Selon Pastores Dabo Vobis, “sans une formation humaine adéquate, la formation sacerdotale tout entière serait privée de son fondement nécessaire” (n. 43). Plusieurs interventions ont été centrées sur la formation humaine des candidats au sacerdoce. Des modèles et des critères ont été présentés pour développer la maturité émotionnelle et psychologique des candidats à la prêtrise. Le P. James Tucker, pss, a décrit les progrès des séminaristes à travers les différentes étapes de la maturité émotionnelle, a mis en lumière la complexité de la maturité elle-même, en présentant des outils pratiques pour une telle évaluation. Dans ce contexte, le P. Tucker a exposé son expérience de formateur en ce qui concerne la chasteté et le célibat.

A propos du célibat, le P. Eliakim Suela a rappelé que c’était le problème le plus important dans le discernement de la vocation sacerdotale et dans l’admission au séminaire. Il a noté les différents signes qui permettent de repérer une suffisante maturité pour la réponse à la vocation, aussi bien maturité intellectuelle, morale, physique que psychologique.

La formation spirituelle a été un point important des interventions et des échanges.

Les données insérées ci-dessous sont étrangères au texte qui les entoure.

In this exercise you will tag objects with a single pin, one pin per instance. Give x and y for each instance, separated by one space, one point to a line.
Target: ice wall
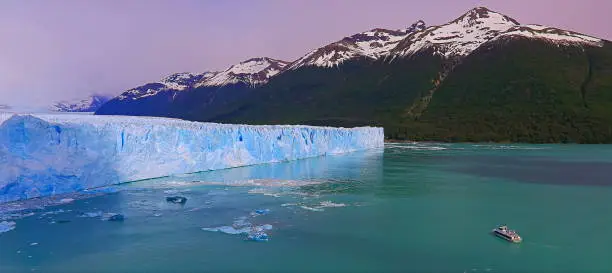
42 155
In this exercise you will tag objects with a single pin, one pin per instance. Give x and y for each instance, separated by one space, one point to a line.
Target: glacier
47 154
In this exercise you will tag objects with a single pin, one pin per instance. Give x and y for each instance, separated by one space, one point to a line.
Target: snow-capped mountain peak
371 44
88 104
175 82
460 36
252 72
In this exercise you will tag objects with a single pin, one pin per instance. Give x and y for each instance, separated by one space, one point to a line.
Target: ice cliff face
42 155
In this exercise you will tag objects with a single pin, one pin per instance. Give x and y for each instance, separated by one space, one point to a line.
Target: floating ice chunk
242 226
311 208
113 217
15 216
176 199
258 236
229 230
54 212
260 212
91 214
6 226
330 204
66 200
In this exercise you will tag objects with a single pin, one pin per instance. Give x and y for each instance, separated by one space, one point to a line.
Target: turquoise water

Il a été rappelé qu’“il est essentiel, pour une vie spirituelle qui se développe dans l’exercice du ministère, que le prêtre renouvelle sans cesse et approfondisse toujours plus sa conscience d’être ministre de Jésus Christ en vertu de sa consécration sacramentelle et de la configuration au Christ, tête et pasteur de l’Eglise” (PDV 25). Le P. Alex Rebello s’est intéressé à la formation spirituelle en lien avec les traditions religieuses en Asie. Après avoir expliqué les éléments constitutifs d’une formation spirituelle, il a mis en relief les valeurs positives trouvées dans les différentes religions asiatiques qui peuvent enrichir le développement spirituel des candidats.

Toujours dans le domaine de la formation spirituelle, le P. Vicente Cajiling a parlé de la direction spirituelle dans le contexte asiatique. Après avoir rappelé que la direction spirituelle est un accompagnement, le P. Cajiling a présenté différentes méthodes qui peuvent être utilisées en direction spirituelle. Sa conférence s’est achevée par un exercice pratique de direction spirituelle.

Le séminaire pour les recteurs et directeurs spirituels s’est révélé être malheureusement trop court pour aborder tous les sujets. Nous retenons les interventions des uns et des autres, qui de l’avis général, ont été d’une aide plus que précieuse.

Recommandations

Les recommandations suivantes serviront à retenir les convictions qui se sont affirmées ou qui ont germé durant ce séminaire. Elles sont un défi pour tous, pour que nos efforts se tournent vers les séminaristes dont nous avons la charge.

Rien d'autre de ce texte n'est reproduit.